In this post, I am exploring City of Chicago open crime data portal data, found here.
The full dataset covers every reported crime from 2001 through the present, which numbered about 2.6 million observations at the time of this writing. There was no chance my laptop could handle that large of a dataset, so I used the httr package to query the data portal API and load in subsets of the data to my R environment.
For now, I am pulling a subset of all reported crimes with a WEAPONS VIOLATION primary type; these are crimes relating to guns, mostly.
gunData <- GET("https://data.cityofchicago.org/resource/6zsd-86xi.csv?primary_type=WEAPONS+VIOLATION")
guns <- content(gunData)
setDT(guns)
guns$date2 <- as.Date(guns$date)
guns$month <- as.numeric(format(as.Date(guns$date), "%m"))
guns$day <- as.numeric(format(as.Date(guns$date), "%d"))
I will also be using some shapefiles, from the same Chicago data portal, to map the data by region. To load the shapefiles for each ward in Chicago, I used the maptools and ggplot2 packages.
wardData <- readShapePoly(file.choose())
ward <- writePolyShape(wardData, fn=" ")
wardData2 <- fortify(wardData)
setDT(wardData2)
numWard <- data.table(Old=c(0:49), Actual=c(12,16,15,20,49,23,29,14,3,4,2,35,21,24,13,48,31,47,38,33,30,34,28, 40,44,25,50,22,41,18,17,6,5,43,8,42,7,39,46,32,1,19,9,36,37,27,10,11,26,45))
wardData2$id <- numWard$Actual[match(wardData2$id,numWard$Old)]

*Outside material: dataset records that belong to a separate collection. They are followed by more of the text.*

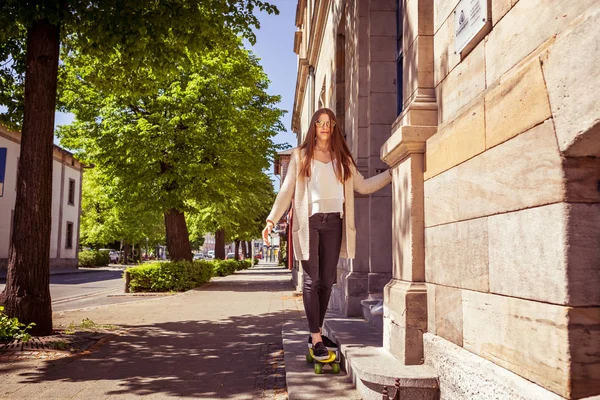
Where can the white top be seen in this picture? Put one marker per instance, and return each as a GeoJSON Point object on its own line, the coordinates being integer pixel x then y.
{"type": "Point", "coordinates": [325, 191]}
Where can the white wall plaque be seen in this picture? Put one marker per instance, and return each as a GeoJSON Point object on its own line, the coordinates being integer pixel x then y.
{"type": "Point", "coordinates": [471, 23]}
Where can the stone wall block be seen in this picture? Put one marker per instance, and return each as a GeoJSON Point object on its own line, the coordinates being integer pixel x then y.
{"type": "Point", "coordinates": [524, 28]}
{"type": "Point", "coordinates": [584, 340]}
{"type": "Point", "coordinates": [583, 254]}
{"type": "Point", "coordinates": [456, 142]}
{"type": "Point", "coordinates": [445, 58]}
{"type": "Point", "coordinates": [527, 254]}
{"type": "Point", "coordinates": [383, 48]}
{"type": "Point", "coordinates": [517, 334]}
{"type": "Point", "coordinates": [441, 198]}
{"type": "Point", "coordinates": [382, 77]}
{"type": "Point", "coordinates": [523, 172]}
{"type": "Point", "coordinates": [448, 314]}
{"type": "Point", "coordinates": [571, 72]}
{"type": "Point", "coordinates": [456, 254]}
{"type": "Point", "coordinates": [582, 175]}
{"type": "Point", "coordinates": [462, 85]}
{"type": "Point", "coordinates": [517, 104]}
{"type": "Point", "coordinates": [442, 9]}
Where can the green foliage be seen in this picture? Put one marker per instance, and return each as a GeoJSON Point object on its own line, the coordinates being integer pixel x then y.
{"type": "Point", "coordinates": [179, 276]}
{"type": "Point", "coordinates": [11, 328]}
{"type": "Point", "coordinates": [131, 44]}
{"type": "Point", "coordinates": [168, 276]}
{"type": "Point", "coordinates": [93, 258]}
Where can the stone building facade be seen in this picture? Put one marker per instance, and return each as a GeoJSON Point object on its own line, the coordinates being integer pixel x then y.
{"type": "Point", "coordinates": [486, 250]}
{"type": "Point", "coordinates": [67, 177]}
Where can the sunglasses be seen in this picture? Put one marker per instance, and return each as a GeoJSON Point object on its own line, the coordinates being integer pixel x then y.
{"type": "Point", "coordinates": [322, 124]}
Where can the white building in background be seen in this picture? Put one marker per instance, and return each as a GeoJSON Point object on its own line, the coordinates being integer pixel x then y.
{"type": "Point", "coordinates": [67, 174]}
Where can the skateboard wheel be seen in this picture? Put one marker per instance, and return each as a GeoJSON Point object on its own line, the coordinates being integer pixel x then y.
{"type": "Point", "coordinates": [318, 368]}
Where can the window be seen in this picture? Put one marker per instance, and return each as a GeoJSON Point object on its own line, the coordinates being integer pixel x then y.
{"type": "Point", "coordinates": [3, 152]}
{"type": "Point", "coordinates": [69, 239]}
{"type": "Point", "coordinates": [399, 58]}
{"type": "Point", "coordinates": [71, 199]}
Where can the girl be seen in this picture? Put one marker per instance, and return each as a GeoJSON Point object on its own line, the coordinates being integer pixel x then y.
{"type": "Point", "coordinates": [321, 178]}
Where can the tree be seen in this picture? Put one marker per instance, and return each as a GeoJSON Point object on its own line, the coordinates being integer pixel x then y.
{"type": "Point", "coordinates": [107, 216]}
{"type": "Point", "coordinates": [199, 138]}
{"type": "Point", "coordinates": [121, 36]}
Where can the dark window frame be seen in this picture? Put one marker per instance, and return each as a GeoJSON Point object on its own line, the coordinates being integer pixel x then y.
{"type": "Point", "coordinates": [399, 59]}
{"type": "Point", "coordinates": [69, 235]}
{"type": "Point", "coordinates": [71, 193]}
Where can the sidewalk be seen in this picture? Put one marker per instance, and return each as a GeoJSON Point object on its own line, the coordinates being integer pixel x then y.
{"type": "Point", "coordinates": [221, 341]}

And to add a background layer with a satellite image of the Chicago area, I used the ggmap package:
mapImage <- get_map(location=c(lon=-87.7, lat=41.8), maptype="satellite", source="google", zoom=10)
There are 26 variables:
names(guns)
## [1] "arrest" "beat" "block"
## [4] "case_number" "community_area" "date"
## [7] "description" "district" "domestic"
## [10] "fbi_code" "id" "iucr"
## [13] "latitude" "location" "location_address"
## [16] "location_city" "location_description" "location_state"
## [19] "location_zip" "longitude" "primary_type"
## [22] "updated_on" "ward" "x_coordinate"
## [25] "y_coordinate" "year" "date2"
## [28] "month" "day"
It looks like lots of different location descriptors (ward, block, beat) plus some other important descriptors like description and primary_type as well as whether there was an arrest made (arrest). It is important to note that these are just reported crimes and did not necessarily results in arrests or criminal charges, nor did a crime even necessarily occur.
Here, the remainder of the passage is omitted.